Des signes encourageants existent. L’Amérique latine a connu ces dernières années de nombreuses expériences de gauche, toutes ancrées dans des réalités propres mais qui ont en commun une volonté de ne plus se soumettre au diktat du capitalisme international.

Les mouvements populaires d’Afrique du nord, aux débouchés encore incertains, ont rappelé que seuls les mouvements de masse pouvaient faire vaciller le pouvoir. Chez nous, en plus de quelques bastions de résistance, entre autres au niveau syndical, des mouvements comme ceux qui luttent sur les questions de la décroissance, du climat, de fonctionnements démocratiques différents du système représentatif par délégation, des médias alternatifs… se sont affinés et ont gagné en audience et en expérience. Les récents referendums en Italie montrent eux aussi que jamais rien n’est perdu.

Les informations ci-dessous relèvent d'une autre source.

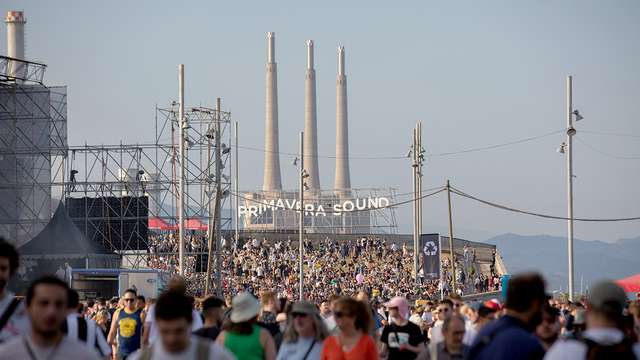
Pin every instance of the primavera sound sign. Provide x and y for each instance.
(338, 209)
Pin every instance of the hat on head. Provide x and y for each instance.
(303, 307)
(605, 294)
(244, 307)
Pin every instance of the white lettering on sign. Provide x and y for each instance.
(338, 209)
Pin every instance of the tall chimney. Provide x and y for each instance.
(272, 179)
(15, 42)
(343, 179)
(311, 123)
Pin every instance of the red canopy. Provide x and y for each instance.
(156, 223)
(630, 284)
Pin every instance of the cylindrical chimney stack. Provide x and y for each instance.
(343, 178)
(272, 179)
(311, 123)
(15, 42)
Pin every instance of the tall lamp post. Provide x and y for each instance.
(567, 147)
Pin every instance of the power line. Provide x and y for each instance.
(526, 212)
(495, 146)
(621, 157)
(610, 134)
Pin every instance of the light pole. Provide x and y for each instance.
(567, 147)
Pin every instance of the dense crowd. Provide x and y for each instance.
(370, 264)
(52, 323)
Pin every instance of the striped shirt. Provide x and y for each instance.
(87, 331)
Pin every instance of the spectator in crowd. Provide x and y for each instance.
(304, 335)
(352, 342)
(150, 331)
(46, 308)
(173, 317)
(451, 347)
(401, 339)
(549, 329)
(242, 336)
(12, 311)
(213, 311)
(510, 337)
(85, 330)
(127, 326)
(603, 338)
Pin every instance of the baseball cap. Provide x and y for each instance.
(604, 294)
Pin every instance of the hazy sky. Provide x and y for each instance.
(475, 73)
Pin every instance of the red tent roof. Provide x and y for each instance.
(630, 284)
(156, 223)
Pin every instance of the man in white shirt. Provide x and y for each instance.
(174, 316)
(606, 301)
(13, 320)
(46, 307)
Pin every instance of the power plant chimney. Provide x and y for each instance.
(343, 179)
(15, 42)
(311, 123)
(272, 179)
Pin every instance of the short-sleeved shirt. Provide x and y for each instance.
(507, 339)
(18, 323)
(365, 349)
(393, 336)
(22, 347)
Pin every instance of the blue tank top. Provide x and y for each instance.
(129, 331)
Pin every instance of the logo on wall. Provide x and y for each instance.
(430, 248)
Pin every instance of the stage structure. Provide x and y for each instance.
(365, 211)
(33, 144)
(119, 194)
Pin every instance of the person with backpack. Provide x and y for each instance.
(174, 316)
(604, 338)
(13, 318)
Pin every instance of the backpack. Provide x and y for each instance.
(622, 350)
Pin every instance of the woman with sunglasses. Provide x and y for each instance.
(352, 341)
(304, 334)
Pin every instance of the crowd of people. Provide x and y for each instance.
(381, 268)
(259, 323)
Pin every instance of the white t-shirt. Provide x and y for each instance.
(67, 349)
(297, 350)
(216, 352)
(153, 328)
(18, 323)
(574, 349)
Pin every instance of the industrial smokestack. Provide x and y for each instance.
(272, 179)
(343, 179)
(311, 123)
(15, 42)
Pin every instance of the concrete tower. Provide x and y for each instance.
(343, 179)
(15, 42)
(311, 123)
(272, 179)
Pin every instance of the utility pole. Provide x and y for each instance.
(570, 133)
(183, 128)
(452, 250)
(301, 224)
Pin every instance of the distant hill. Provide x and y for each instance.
(548, 254)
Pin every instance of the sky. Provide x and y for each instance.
(475, 74)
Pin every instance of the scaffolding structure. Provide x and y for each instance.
(33, 145)
(123, 186)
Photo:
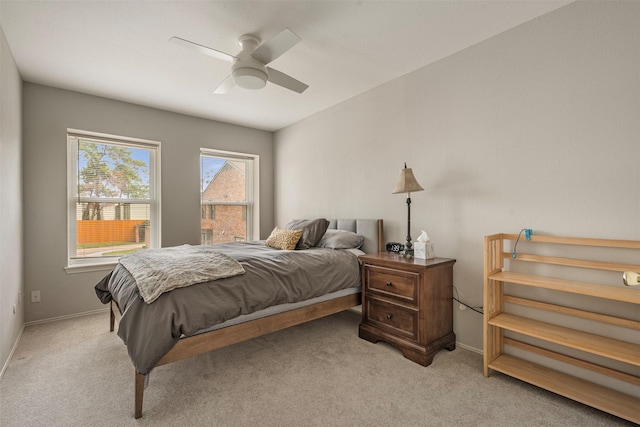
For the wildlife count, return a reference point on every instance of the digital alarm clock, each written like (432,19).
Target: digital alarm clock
(394,247)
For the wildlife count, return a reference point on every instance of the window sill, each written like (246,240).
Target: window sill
(88,268)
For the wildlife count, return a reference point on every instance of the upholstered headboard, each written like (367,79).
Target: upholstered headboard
(371,229)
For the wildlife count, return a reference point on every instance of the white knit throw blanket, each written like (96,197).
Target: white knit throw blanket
(161,270)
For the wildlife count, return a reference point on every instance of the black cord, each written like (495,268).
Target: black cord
(466,305)
(513,254)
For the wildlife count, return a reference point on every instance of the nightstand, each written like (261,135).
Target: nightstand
(408,302)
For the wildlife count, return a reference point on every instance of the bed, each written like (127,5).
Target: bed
(173,327)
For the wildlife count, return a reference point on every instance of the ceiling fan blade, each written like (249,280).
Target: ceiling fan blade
(225,86)
(276,46)
(288,82)
(202,49)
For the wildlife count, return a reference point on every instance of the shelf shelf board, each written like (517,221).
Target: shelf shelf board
(607,347)
(600,291)
(605,399)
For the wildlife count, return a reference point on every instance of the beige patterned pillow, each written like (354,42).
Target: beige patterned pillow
(283,239)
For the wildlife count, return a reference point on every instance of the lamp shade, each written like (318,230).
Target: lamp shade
(407,182)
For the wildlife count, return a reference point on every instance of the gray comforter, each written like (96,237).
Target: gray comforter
(271,277)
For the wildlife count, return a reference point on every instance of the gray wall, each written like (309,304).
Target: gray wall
(48,112)
(10,203)
(538,127)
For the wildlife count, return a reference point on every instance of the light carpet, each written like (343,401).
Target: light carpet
(76,373)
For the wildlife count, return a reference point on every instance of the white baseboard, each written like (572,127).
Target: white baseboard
(13,350)
(468,347)
(69,316)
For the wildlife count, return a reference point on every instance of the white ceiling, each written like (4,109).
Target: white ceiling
(120,49)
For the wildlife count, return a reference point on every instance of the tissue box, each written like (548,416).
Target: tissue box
(423,250)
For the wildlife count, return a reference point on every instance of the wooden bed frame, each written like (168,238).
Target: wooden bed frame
(208,341)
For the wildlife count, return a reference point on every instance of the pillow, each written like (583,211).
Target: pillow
(341,239)
(312,231)
(283,239)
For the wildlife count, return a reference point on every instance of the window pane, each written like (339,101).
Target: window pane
(113,190)
(229,225)
(112,171)
(223,180)
(225,199)
(108,235)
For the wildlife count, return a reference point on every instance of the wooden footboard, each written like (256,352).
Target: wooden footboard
(203,343)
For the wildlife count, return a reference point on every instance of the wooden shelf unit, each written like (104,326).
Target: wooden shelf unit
(497,321)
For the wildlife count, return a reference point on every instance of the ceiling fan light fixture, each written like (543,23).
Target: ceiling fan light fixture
(249,78)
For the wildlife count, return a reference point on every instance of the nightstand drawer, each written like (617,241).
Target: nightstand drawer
(390,282)
(397,319)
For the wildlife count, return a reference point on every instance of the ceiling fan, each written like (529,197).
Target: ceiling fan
(249,69)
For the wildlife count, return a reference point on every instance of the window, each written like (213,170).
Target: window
(114,197)
(227,196)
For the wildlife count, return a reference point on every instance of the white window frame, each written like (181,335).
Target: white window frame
(252,189)
(79,265)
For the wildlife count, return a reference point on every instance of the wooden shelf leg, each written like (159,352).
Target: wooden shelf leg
(112,318)
(139,394)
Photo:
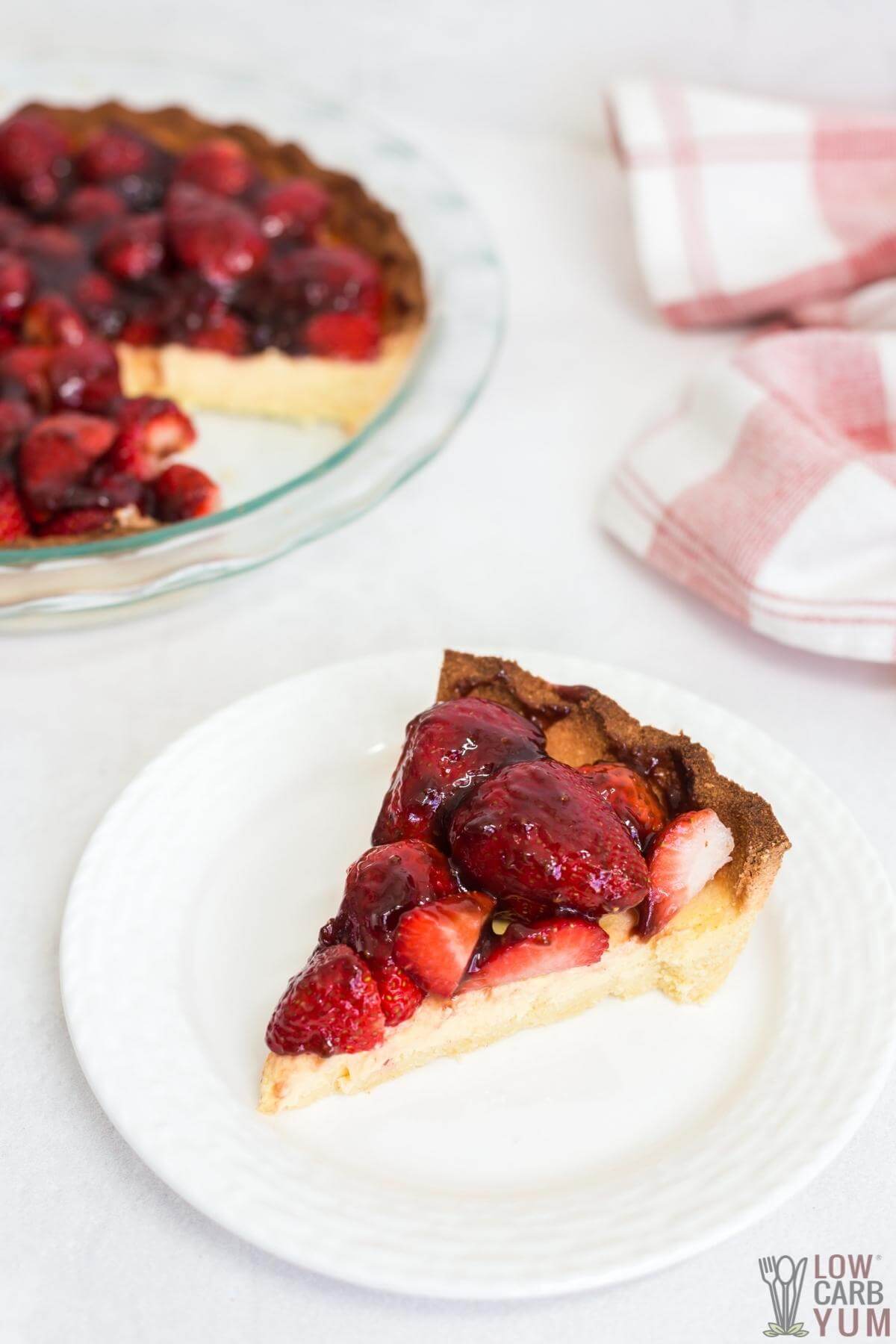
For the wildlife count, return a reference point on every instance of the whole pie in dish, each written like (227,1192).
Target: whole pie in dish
(152,261)
(538,850)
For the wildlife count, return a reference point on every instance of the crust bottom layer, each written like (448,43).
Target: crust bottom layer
(302,389)
(688,962)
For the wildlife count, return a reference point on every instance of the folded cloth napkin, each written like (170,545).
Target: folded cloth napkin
(770,490)
(750,206)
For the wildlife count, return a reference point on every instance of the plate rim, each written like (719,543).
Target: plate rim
(351,1270)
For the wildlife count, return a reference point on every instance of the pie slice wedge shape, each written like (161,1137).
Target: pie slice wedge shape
(520,886)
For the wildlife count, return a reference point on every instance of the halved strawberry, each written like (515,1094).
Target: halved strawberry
(332,1007)
(55,458)
(539,949)
(398,992)
(435,942)
(685,855)
(13,522)
(630,796)
(183,492)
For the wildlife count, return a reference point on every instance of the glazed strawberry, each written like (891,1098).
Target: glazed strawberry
(329,280)
(90,205)
(331,1008)
(55,458)
(228,335)
(100,302)
(213,235)
(84,378)
(151,429)
(435,942)
(218,166)
(293,210)
(183,492)
(33,159)
(343,335)
(16,420)
(684,858)
(111,155)
(15,287)
(134,248)
(448,750)
(632,797)
(543,831)
(13,225)
(52,320)
(75,522)
(399,996)
(23,374)
(13,520)
(539,949)
(381,886)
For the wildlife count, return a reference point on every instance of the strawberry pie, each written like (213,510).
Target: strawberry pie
(536,851)
(152,261)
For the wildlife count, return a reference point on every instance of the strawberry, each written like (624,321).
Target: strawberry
(630,796)
(15,287)
(183,492)
(541,830)
(435,942)
(218,166)
(381,886)
(84,378)
(57,457)
(332,1007)
(23,371)
(684,856)
(52,320)
(398,992)
(87,205)
(13,522)
(539,949)
(343,335)
(31,148)
(134,248)
(227,335)
(214,235)
(329,280)
(151,429)
(293,210)
(448,750)
(112,154)
(16,420)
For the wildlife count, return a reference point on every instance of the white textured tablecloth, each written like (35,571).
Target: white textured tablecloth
(496,544)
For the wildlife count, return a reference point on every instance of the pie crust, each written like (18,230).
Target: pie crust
(299,388)
(688,960)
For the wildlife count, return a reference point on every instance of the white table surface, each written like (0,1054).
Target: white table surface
(494,544)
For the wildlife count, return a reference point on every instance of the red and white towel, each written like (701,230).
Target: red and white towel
(770,487)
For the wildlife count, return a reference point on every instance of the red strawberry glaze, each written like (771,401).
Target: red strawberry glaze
(120,240)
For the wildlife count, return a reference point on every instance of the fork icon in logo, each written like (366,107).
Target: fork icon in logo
(785,1283)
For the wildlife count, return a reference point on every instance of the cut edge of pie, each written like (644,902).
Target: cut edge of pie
(688,960)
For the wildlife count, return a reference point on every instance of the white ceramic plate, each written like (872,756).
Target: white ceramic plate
(566,1157)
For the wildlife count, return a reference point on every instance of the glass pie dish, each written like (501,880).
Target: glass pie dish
(284,484)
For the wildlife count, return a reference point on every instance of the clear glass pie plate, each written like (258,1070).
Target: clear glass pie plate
(282,484)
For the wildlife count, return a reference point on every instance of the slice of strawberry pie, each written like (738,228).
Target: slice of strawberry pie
(538,850)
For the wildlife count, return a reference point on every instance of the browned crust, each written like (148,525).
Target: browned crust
(583,726)
(356,218)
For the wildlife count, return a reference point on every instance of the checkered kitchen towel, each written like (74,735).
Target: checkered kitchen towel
(750,206)
(770,487)
(770,490)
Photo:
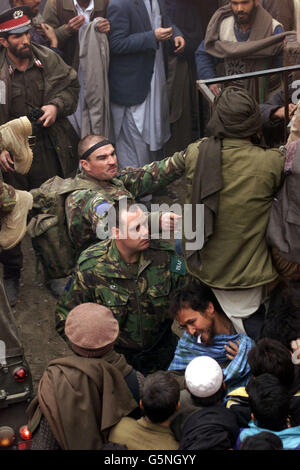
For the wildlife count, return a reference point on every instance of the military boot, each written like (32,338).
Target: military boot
(13,225)
(14,138)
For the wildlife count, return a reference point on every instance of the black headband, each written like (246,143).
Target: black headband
(95,147)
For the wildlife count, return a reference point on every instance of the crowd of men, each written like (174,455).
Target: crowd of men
(190,343)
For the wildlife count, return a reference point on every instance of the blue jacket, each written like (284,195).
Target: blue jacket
(132,50)
(290,437)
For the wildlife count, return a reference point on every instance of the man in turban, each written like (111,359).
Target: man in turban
(235,180)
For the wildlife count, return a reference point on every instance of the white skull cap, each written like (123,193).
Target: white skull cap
(203,376)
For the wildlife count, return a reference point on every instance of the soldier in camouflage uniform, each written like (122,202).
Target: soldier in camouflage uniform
(86,208)
(134,278)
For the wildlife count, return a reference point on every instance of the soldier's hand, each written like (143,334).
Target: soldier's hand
(169,221)
(49,116)
(163,34)
(50,34)
(103,26)
(75,23)
(6,162)
(215,88)
(179,44)
(232,349)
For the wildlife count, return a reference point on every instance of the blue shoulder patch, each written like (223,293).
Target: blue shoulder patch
(102,208)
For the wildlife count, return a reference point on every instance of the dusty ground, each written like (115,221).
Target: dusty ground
(34,312)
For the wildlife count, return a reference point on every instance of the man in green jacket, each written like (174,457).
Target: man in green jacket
(236,181)
(35,82)
(134,277)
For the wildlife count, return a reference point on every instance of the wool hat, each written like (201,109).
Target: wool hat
(203,376)
(91,329)
(15,20)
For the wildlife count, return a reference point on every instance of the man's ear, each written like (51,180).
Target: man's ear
(3,42)
(210,309)
(84,164)
(115,231)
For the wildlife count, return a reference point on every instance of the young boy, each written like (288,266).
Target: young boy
(160,399)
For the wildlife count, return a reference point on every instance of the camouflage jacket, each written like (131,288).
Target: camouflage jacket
(137,294)
(86,208)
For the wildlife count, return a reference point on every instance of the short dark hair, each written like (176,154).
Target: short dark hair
(195,296)
(160,396)
(262,441)
(269,401)
(283,317)
(270,356)
(212,400)
(86,142)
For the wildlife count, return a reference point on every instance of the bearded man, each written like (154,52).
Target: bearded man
(208,332)
(35,82)
(245,38)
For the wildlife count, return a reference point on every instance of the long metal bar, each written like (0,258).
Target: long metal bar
(203,85)
(243,76)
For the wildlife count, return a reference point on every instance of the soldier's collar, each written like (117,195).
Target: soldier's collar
(34,61)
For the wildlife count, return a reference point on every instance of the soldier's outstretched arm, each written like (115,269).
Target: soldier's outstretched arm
(158,174)
(154,176)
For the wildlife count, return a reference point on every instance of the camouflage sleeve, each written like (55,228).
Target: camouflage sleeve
(179,275)
(7,198)
(76,292)
(152,177)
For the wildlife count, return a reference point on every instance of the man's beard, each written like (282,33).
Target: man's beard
(24,53)
(209,334)
(247,18)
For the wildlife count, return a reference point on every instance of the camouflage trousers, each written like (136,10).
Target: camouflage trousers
(7,198)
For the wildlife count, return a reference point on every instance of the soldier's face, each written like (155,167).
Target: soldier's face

Alors quelles pistes ? Privilégier l’éducation populaire et ses pratiques alternatives, les expériences de réappropriation de l’espace public, et surtout rendre ses lettres de noblesse à la politique et au débat démocratique. En redonnant du temps pour le débat et l’échange d’idées. Pour porter cela, une gauche politique défendant un programme de remise en cause radicale du modèle productiviste et capitaliste est nécessaire.

En ce sens, la production actuelle de richesses dans les pays industrialisés, et en Belgique en particulier, permettrait une nouvelle réduction du temps de travail importante créant une réelle rupture. Plus de temps libre pour plus de temps démocratique.

Mais au final, outre une mobilisation puissante qui surviendra le jour où on l’attend le moins, c’est par la mise en place de processus de décisions et de modes de fonctionnement alternatifs permettant de mettre en concordance les paroles et les actes dans l’ensemble des mouvements qui se disent progressistes que l’on pourra commencer à préparer un changement plus profond. À moins que l’on ne préfère attendre une explosion sociale…


Pour le Ressort (http://ressort.domainepublic.net) :
Yannick Bovy, Didier Brissa, Maximilien Lebur, Laurent Petit, Michel Recloux, Olivier Straquit

Messages

  • Assez d’accord avec différents éléments de cet article. Cependant, dire que "le mouvement altermondialiste a quasiment disparu" est une exagération.

    De mon expérience, avant même 2011 et ses indigné-e-s, le nombre de gens qu’on pourrait qualifier de "militants altermondialistes" est en augmentation constante, du moins à Bruxelles, ces dernières années (je n’ai pas non plus dit par rapport à il y a dix ans, je n’étais pas encore assez impliqué à l’époque que pour avoir une cartographie claire du militantisme alter d’alors).

    Ce qui, il me semble, s’est effondré par rapport à il y a dix ans dans le mouvement altermondialiste au sens large (incluant les partis, syndicats, etc.), c’est sa capacité d’organisation, de coordination : chaque association, syndicat, parti reste assez bien dans son coin et ne parvient pas à se coordonner avec les autres (où en est d’ailleurs le Forum social de Belgique ?) ; un nombre plus important de collectifs, petits groupes existent ce qui accroit peut-être les difficultés de se coordonner ; de plus en plus de militants ne sont pas vraiment organisés dans l’un ou l’autre groupe voire, pire, sont contre toute forme d’organisation au point de rejeter les organisations (notamment parmi les indigné-e-s)

    Bref, ce qu’il faut aujourd’hui c’est un regain de cet élément constitutif de l’esprit altermondialiste qu’est l’idée que l’union fait la force du mouvement social, l’union des individus mais aussi l’union des organisations.